Regeling vervallen per 01-01-2015

Verordening Wet inburgering Sociale Dienst Oost Achterhoek

Geldend van 03-05-2013 t/m 31-12-2014

Intitulé

Verordening Wet inburgering Sociale Dienst Oost Achterhoek

De raad van de gemeente Oost Gelre;

gezien het voorstel van het college van de gemeente Oost Gelre van 25 juli 2011;

gelet op het feit dat de raden van de gemeenten Berkelland, Oost Gelre en Winterswijk middels een gemeenschappelijke regeling de uitvoering van de Wet Inburgering en de daaruit voortvloeiende besluiten hebben opgedragen aan het bestuur van de Sociale Dienst Oost Achterhoek, waarbij het dagelijks bestuur van dit orgaan in de plaats treedt van de colleges van burgemeester en wethouders;

gelet op de artikelen 8, 19, vijfde lid, 23, derde lid, 24a, vijfde lid, 24f en 35 van de Wet inburgering en artikel 4.27, derde lid, van het Besluit inburgering;

Besluit:

vast te stellen de 

VERORDENING WET INBURGERING SOCIALE DIENST OOST ACHTERHOEK 2011

Hoofdstuk 1 Begripsomschrijvingen en informatieverstrekking

Artikel 1 Begripsomschrijving

1. In deze verordening wordt verstaan onder:

a. het college: het college van burgemeester en wethouders.

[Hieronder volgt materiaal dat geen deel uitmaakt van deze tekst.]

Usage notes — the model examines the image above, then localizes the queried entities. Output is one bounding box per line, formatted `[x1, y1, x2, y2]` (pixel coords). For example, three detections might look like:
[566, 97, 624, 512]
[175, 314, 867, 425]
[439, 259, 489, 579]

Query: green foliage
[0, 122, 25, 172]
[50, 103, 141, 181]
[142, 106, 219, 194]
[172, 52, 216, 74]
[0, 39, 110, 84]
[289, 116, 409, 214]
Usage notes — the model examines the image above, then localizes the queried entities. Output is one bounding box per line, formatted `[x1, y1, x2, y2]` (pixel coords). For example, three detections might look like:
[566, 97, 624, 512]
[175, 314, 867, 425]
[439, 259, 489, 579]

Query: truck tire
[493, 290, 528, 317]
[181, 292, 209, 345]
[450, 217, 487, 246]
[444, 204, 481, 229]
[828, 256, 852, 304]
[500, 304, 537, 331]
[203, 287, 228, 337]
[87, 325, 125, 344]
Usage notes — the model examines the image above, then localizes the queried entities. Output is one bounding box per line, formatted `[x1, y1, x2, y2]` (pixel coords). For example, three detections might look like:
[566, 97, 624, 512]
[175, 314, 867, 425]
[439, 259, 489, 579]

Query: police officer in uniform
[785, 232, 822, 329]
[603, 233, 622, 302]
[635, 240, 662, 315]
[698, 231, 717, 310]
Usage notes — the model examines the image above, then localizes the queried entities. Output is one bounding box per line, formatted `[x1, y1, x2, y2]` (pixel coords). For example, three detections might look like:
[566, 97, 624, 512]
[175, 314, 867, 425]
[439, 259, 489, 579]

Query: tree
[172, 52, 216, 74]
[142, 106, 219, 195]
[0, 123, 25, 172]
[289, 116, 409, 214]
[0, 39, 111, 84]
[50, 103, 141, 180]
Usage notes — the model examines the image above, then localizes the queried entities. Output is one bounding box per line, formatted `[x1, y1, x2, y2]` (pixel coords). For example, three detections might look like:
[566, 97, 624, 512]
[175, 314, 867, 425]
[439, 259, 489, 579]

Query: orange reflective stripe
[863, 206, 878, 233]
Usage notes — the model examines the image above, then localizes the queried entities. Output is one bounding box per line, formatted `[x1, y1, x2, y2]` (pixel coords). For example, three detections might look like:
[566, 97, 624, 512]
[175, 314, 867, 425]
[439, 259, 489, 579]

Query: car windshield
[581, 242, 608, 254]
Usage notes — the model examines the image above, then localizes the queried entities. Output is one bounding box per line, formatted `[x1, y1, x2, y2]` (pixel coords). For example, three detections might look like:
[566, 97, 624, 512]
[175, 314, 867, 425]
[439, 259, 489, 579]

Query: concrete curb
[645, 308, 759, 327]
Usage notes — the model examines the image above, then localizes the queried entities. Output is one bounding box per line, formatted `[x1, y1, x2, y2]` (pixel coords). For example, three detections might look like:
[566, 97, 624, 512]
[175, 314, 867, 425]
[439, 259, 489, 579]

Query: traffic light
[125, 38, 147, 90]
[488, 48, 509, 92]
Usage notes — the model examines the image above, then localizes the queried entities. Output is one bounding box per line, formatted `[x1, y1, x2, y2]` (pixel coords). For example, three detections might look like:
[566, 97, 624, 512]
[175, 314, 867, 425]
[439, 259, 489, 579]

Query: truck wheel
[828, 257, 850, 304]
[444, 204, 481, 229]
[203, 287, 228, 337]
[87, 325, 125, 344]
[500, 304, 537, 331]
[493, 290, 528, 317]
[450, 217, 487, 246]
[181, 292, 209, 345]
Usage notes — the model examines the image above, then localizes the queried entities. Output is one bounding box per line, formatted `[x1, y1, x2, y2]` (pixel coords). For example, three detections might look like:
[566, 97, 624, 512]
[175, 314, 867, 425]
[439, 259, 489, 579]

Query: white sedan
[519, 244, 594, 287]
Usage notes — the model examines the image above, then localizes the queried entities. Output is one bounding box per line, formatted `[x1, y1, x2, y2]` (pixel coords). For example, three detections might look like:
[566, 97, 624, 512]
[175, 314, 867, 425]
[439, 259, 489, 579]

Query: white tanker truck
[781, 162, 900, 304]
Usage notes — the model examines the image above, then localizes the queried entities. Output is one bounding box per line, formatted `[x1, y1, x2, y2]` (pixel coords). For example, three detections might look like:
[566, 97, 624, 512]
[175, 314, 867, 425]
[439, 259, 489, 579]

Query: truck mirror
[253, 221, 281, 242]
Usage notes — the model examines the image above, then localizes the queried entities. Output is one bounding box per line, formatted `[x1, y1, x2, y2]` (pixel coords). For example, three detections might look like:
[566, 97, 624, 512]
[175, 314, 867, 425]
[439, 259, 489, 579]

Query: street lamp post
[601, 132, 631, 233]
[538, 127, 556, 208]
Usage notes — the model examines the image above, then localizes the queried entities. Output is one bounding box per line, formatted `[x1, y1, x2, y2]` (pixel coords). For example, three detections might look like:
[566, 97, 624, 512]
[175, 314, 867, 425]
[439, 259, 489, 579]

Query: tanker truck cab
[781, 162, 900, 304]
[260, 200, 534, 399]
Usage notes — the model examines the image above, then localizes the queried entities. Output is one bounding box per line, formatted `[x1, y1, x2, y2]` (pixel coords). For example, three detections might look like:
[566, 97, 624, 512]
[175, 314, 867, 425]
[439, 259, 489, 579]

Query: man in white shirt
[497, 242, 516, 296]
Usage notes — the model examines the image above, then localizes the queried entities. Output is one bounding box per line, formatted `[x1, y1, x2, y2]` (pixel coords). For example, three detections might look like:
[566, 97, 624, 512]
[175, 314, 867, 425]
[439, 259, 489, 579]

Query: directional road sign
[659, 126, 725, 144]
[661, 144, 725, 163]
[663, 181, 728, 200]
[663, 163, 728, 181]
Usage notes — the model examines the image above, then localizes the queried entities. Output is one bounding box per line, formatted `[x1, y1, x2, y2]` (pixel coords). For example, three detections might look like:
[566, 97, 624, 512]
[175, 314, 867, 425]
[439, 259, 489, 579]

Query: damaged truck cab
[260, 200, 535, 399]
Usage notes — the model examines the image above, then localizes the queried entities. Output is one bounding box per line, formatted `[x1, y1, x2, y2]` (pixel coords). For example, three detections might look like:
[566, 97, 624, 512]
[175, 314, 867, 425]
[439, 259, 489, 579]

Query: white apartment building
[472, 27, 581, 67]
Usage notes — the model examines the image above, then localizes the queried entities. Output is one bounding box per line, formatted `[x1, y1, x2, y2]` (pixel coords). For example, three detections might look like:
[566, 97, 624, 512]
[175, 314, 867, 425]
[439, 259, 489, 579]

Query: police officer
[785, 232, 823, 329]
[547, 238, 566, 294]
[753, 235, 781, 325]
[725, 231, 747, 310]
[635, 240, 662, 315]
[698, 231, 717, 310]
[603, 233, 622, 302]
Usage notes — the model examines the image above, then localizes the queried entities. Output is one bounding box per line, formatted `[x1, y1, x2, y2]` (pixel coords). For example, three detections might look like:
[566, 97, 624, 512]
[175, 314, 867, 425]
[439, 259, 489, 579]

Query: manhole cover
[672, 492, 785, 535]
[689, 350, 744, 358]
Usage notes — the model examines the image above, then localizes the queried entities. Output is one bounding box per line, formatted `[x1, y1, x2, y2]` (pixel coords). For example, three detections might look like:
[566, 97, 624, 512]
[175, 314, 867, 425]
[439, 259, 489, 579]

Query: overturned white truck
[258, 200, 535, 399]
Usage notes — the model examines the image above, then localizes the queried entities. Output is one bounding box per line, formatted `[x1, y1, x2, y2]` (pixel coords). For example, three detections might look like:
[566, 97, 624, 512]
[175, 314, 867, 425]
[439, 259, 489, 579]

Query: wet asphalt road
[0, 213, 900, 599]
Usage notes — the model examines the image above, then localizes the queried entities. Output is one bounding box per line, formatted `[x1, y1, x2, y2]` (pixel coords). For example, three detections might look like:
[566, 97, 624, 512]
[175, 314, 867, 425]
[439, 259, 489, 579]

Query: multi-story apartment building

b.het dagelijks bestuur: het dagelijks bestuur van de Sociale Dienst Oost Achterhoek;

c. de wet: de Wet inburgering.

d. voorziening: een (duale) inburgeringsvoorziening of taalkennisvoorziening

2. De begripsomschrijvingen in de wet en de daarop berustende regelingen zijn van toepassing op de begrippen die in deze verordening worden gebruikt.

Artikel 2 De informatieverstrekking aan inburgeringsplichtingen en vrijwillige inburgeraar

1. Het college draagt er zorg voor dat de inburgeringsplichtigen en vrijwillige inburgeraars op een doeltreffende en doelmatige wijze worden geïnformeerd over hun rechten en plichten uit hoofde van de wet en over het aanbod van en de toegang tot inburgeringsvoorzieningen.

2. Het college maakt bij de informatieverstrekking aan de inburgeringsplichtigen en vrijwillige inburgeraars in ieder geval gebruik van de volgende middelen:

a. een informatie- en adviespunt;

b. schriftelijke en digitale informatie.

3. Het college beoordeelt ten minste eens in de vier jaar de doeltreffendheid en doelmatigheid van de informatieverstrekking aan de inburgeringsplichtigen en rapporteert daarover aan de raden.  

Hoofdstuk 2 Doelgroepen en samenstelling van de voorziening

Artikel 3 Aanwijzen van de doelgroepen

Aanwijzen van de doelgroepen 1. Het college kan aan alle inburgeringsplichtigen en vrijwillige inburgeraars een aanbod doen van een voorziening. Het hebben van voldoende middelen speelt hierbij een rol.

2. Het college kan de groepen inburgeringsplichtigen en vrijwillige inburgeraars aanwijzen waaraan zij bij voorrang een inburgeringsvoorziening kan aanbieden: bijv.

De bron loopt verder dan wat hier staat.